How to land on the front page
Fairness, balance are increasing casualties of new age of journalism
As the provincial election approaches, politicians, party organizers, partisan observers, and ordinary news consumers will — as always — be on the lookout for who’s getting what coverage.
And editors everywhere are discussing what’s fair.
If you’ll pardon the parliamentary jargon, the writ has yet to be dropped, but the candidates are well into campaign mode, providing “media opportunities” for reporters and photographers.
Doug Ford is holding rallies across the province, and was in Hamilton Tuesday.
The new Ontario Progressive Conservative leader made things easy for us at The Spectator, by answering questions about the LRT, thereby warranting frontpage coverage complete with a photograph.
But I think he might have ended up there anyway. After all, not only is he a new and untested leader, he’s Doug Ford: controversial, unpredictable, populist, and not insignificantly, brother of the late Rob ford.
Premier Kathleen Wynne appeared in Hamilton the very next day, and found herself in the very same place on our front page. She also made things easy for us by promising a new home retrofit program and partnering with the feds.
But I wonder, again, whether she would have ended up there anyway.
She’s the premier, after all, and is always handing out money. Everybody likes that. Appearing for cameras in a blue hard hat with the mayor and MPP Ted McMeekin at Stelco didn’t hurt.
And finally, Ford made the front page the day before. What would Liberal supporters have said if he appeared one day and she didn’t the next — or vice versa?
Lo and behold, Ontario NDP leader Andrea Horwath, a Hamiltonian, made a stop here Friday, so we felt she deserved some kind of front-page treatment, regardless of whether she said anything new.
Such are the considerations editors give mainstream political parties during elections. We like to call it fairness and balance.
But perhaps these are old rules of journalism.
In a modern digital world, news organizations are writing about what people want to read, and what people want is new, exciting, outrageous, creative, innovative. The days of platitudes, empty promises and clichés are over.
Or are they? Maybe it’s not so much what is said, but how it is said.
Photo-ops have long been a huge part of election coverage, and campaign managers know it. Get your candidate in front of an exciting backdrop, or involved in something unusual, and it’s more likely to land on the front page. Get them doing something unusual and heroic — even better.
But today, a mere photo is no longer enough.

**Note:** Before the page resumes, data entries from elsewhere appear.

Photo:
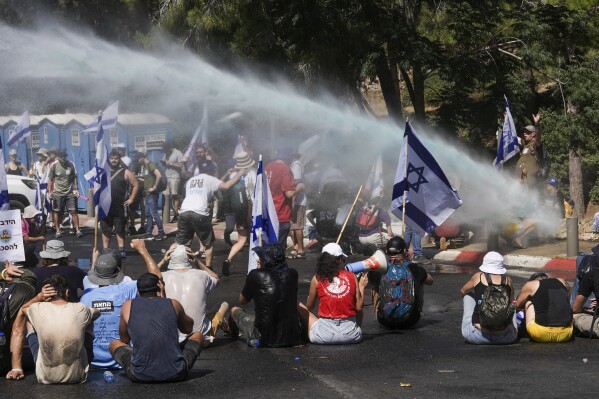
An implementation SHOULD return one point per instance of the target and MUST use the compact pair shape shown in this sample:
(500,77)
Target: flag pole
(349,214)
(405,193)
(260,197)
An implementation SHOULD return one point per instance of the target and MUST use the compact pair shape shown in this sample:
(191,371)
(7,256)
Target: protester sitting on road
(55,261)
(395,308)
(547,307)
(56,338)
(488,313)
(190,287)
(111,288)
(32,235)
(585,319)
(152,322)
(340,299)
(273,287)
(19,285)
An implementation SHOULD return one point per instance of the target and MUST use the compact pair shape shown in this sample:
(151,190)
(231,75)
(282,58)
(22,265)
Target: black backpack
(6,290)
(496,311)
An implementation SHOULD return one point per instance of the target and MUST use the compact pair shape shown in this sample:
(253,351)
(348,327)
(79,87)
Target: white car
(21,191)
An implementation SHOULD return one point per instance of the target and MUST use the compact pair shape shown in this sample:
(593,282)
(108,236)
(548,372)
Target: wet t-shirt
(275,297)
(61,331)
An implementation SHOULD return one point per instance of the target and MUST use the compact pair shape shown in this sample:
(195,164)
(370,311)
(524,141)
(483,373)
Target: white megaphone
(377,262)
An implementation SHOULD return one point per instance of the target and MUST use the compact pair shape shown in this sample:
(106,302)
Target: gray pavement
(431,358)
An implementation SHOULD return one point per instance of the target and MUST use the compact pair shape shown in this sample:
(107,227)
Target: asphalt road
(432,358)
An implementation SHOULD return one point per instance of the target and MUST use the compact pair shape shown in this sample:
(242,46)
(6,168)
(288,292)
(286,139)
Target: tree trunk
(576,189)
(391,96)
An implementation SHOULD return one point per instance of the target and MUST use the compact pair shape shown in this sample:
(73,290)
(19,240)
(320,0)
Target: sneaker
(226,267)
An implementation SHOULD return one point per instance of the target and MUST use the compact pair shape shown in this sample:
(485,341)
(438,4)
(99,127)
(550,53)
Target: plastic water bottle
(108,376)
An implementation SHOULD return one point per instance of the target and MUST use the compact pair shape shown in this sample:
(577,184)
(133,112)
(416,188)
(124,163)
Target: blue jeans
(410,237)
(152,213)
(473,335)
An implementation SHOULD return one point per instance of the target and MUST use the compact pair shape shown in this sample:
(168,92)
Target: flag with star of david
(430,199)
(99,177)
(265,223)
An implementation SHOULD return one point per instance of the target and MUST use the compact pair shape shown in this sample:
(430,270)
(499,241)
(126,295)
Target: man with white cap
(492,272)
(190,286)
(113,289)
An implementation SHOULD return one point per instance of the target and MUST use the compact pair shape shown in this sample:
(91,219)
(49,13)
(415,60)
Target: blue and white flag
(374,182)
(507,143)
(202,130)
(4,200)
(99,176)
(430,199)
(21,132)
(109,119)
(265,223)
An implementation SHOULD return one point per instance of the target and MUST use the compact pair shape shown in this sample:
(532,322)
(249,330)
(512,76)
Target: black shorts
(191,350)
(190,223)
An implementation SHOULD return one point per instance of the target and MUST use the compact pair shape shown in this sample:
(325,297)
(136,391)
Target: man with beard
(120,179)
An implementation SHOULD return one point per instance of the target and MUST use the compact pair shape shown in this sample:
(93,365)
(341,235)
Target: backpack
(6,290)
(396,291)
(238,199)
(367,217)
(496,311)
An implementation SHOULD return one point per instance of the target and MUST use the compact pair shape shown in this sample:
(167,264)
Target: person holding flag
(422,196)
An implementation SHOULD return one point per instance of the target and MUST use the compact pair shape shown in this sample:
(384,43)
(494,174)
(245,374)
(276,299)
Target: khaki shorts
(298,218)
(540,333)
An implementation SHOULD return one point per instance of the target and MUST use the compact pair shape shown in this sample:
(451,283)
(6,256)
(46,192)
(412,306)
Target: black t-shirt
(589,283)
(419,275)
(72,273)
(20,295)
(275,297)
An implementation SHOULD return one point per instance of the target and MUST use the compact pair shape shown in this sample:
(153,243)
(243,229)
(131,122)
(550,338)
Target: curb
(474,259)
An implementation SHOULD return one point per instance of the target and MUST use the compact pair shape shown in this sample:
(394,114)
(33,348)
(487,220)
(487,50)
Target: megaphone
(377,262)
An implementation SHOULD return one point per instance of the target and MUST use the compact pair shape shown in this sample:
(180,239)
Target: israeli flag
(22,131)
(507,143)
(4,200)
(265,224)
(99,176)
(429,197)
(374,182)
(109,119)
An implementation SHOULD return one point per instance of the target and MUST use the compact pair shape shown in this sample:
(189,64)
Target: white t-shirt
(200,190)
(190,288)
(60,331)
(298,174)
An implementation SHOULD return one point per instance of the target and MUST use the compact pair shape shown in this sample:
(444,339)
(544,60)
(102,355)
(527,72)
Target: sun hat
(179,259)
(243,160)
(106,271)
(493,263)
(54,250)
(30,212)
(333,249)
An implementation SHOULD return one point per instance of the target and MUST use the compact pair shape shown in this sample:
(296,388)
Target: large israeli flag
(374,182)
(507,143)
(22,131)
(265,224)
(109,119)
(430,199)
(4,200)
(99,176)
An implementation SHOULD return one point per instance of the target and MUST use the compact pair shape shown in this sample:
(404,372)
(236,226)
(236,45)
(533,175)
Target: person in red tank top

You need a video clip, preferably a short, but very sweet one.
For a definition of short and sweet, look no further than U.S. President Donald Trump, who in 2016 turned election coverage on its ear. All of a sudden, coverage of politics didn’t seem fair and balanced, no matter your perspective.
Now, journalists across North America hang on every word coming from a man now widely regarded as untruthful, unknowledgeable, unshameable and — better than almost anything for news junkies — unpredictable.